You tell us that other names are going up faster and will continue to go up faster. How do you know that.  As you say there is a lot of risk in oil and gas stocks. If we have a large drop in oil prices i would like to see how the high flyers who are levered up on debt do. They will go broke and then people like you will be yelling and screaming at how dumb management was to not pay off debt when they could.  

  Personally  i will take my 9% plus dividend  every month right now and 18% total return on a nearly debt free company like CJ and pay the minor taxes i will have to pay and you can keep your high debt, high flyers and take your huge profits years from now that is if we dont have another oil price crash and you end up with a few bankrupt oil companies and worthless shares.  Plug that into your spreadsheet and see how damaging that is to long term wealth.

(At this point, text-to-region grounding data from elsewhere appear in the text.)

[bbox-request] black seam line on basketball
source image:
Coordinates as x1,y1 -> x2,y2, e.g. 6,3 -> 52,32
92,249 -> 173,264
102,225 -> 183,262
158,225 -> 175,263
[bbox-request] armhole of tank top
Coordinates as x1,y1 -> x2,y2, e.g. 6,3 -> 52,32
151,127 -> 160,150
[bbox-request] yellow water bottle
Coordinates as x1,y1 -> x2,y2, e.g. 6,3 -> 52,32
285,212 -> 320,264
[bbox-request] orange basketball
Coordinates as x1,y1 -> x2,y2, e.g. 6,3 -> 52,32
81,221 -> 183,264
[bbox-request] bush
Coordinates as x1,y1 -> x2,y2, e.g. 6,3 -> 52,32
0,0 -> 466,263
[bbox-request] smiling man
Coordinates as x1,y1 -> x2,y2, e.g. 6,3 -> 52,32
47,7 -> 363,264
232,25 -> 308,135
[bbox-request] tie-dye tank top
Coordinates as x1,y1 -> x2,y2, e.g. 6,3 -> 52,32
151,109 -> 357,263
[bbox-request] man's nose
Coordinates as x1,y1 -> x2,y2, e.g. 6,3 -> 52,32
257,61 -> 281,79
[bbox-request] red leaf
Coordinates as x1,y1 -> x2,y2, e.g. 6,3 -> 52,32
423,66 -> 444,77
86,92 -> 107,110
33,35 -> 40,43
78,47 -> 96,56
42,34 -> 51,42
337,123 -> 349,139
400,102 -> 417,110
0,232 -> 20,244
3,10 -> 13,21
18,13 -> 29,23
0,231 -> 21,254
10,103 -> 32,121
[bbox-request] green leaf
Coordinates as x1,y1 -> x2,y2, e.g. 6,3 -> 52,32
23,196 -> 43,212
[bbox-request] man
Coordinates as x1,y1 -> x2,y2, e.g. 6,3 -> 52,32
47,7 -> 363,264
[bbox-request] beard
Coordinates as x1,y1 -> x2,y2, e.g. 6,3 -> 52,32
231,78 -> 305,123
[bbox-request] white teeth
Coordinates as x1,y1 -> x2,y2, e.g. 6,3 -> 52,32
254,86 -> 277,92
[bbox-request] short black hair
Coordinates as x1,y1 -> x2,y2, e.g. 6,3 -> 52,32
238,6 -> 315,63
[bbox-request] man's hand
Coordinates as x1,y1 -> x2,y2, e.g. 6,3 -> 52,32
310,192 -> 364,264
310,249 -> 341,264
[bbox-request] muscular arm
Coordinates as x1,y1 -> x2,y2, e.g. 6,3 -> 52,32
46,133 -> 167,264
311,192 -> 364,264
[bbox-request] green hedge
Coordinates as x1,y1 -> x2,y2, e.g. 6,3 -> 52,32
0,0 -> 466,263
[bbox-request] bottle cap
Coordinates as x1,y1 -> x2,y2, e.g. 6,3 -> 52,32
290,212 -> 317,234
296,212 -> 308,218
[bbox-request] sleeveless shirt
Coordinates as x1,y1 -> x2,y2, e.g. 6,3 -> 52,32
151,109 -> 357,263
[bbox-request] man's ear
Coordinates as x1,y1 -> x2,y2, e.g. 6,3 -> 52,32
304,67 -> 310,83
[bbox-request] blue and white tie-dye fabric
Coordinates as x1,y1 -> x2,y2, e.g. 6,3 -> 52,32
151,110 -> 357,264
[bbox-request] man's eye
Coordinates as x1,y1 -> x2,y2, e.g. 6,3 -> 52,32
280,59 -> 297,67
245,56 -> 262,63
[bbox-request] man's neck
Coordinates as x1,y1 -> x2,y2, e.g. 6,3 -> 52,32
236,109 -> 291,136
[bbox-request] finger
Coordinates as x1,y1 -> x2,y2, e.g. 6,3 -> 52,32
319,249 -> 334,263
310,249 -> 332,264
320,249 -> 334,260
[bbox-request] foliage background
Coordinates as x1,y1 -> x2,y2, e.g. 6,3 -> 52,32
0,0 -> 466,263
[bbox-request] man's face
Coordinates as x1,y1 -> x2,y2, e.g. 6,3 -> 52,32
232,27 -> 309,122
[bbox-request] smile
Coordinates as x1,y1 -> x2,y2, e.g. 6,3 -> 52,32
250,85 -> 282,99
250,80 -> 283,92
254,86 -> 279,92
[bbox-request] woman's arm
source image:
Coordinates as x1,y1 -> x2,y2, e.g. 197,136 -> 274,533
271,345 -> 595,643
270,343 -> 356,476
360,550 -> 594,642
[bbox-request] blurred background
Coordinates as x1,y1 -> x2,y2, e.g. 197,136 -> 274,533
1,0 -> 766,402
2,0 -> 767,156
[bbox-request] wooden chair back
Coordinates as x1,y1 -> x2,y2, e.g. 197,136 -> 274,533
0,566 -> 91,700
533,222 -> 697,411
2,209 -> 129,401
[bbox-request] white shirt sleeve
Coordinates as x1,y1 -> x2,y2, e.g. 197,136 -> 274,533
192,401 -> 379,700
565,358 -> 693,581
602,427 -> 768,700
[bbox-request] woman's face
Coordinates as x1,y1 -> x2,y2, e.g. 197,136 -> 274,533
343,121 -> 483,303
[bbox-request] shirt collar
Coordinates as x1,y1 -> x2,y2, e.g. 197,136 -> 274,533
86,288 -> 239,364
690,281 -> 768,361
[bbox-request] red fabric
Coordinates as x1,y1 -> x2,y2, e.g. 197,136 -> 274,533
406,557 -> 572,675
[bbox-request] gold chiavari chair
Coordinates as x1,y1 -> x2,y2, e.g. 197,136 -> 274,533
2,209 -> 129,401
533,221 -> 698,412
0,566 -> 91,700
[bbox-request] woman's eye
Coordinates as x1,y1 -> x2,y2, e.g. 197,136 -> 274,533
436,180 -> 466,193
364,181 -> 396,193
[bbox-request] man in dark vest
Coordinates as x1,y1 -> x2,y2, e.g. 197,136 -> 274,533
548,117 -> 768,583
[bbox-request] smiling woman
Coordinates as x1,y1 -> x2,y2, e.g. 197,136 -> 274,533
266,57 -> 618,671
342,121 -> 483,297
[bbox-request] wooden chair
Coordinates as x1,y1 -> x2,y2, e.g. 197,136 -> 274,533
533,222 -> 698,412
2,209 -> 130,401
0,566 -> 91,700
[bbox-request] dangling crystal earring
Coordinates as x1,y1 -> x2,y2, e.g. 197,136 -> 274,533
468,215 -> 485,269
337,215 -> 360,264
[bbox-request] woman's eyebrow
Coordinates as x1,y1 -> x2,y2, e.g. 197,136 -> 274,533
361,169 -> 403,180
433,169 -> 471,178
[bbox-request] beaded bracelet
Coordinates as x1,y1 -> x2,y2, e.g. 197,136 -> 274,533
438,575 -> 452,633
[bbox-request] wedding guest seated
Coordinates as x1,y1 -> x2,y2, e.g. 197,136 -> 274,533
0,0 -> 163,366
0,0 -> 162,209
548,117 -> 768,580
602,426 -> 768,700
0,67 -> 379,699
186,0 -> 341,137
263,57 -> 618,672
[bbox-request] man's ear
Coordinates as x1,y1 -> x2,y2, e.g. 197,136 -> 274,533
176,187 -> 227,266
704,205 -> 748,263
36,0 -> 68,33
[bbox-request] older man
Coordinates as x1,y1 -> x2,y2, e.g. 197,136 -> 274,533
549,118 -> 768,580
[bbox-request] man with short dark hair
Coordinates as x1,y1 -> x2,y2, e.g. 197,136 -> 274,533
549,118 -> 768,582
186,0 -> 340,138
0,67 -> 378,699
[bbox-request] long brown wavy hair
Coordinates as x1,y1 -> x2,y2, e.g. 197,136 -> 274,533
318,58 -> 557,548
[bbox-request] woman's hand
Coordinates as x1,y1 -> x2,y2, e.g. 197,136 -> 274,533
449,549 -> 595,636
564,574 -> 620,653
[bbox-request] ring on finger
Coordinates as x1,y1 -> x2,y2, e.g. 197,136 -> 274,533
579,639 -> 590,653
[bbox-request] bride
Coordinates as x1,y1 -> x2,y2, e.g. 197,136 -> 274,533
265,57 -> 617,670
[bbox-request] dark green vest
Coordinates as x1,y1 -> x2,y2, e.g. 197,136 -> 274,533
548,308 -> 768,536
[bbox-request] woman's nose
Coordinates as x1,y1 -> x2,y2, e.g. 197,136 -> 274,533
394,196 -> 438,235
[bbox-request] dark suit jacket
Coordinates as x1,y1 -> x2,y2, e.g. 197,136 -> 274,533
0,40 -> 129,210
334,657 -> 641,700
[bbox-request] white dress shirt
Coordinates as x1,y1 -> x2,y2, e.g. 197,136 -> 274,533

 In the long run we are all dead. I and most on this board  who have invested there money here want money now not at some undetermined time in the future. This
company can pay us a very nice dividend down to very low oil prices. It has little debt soon to be zero.

  CJ has always been my favourite oil stock and now that oil prices are much higher and $200 million plus in debt has nearly disappeared is not the time to
sell its the time to buy more of this gem.

Mr. Edwards the Billionaire seems to like the way management is handling things. Personally i would have to go with the Billionaires opinions over some Stockhouse basher such as yourself sorry.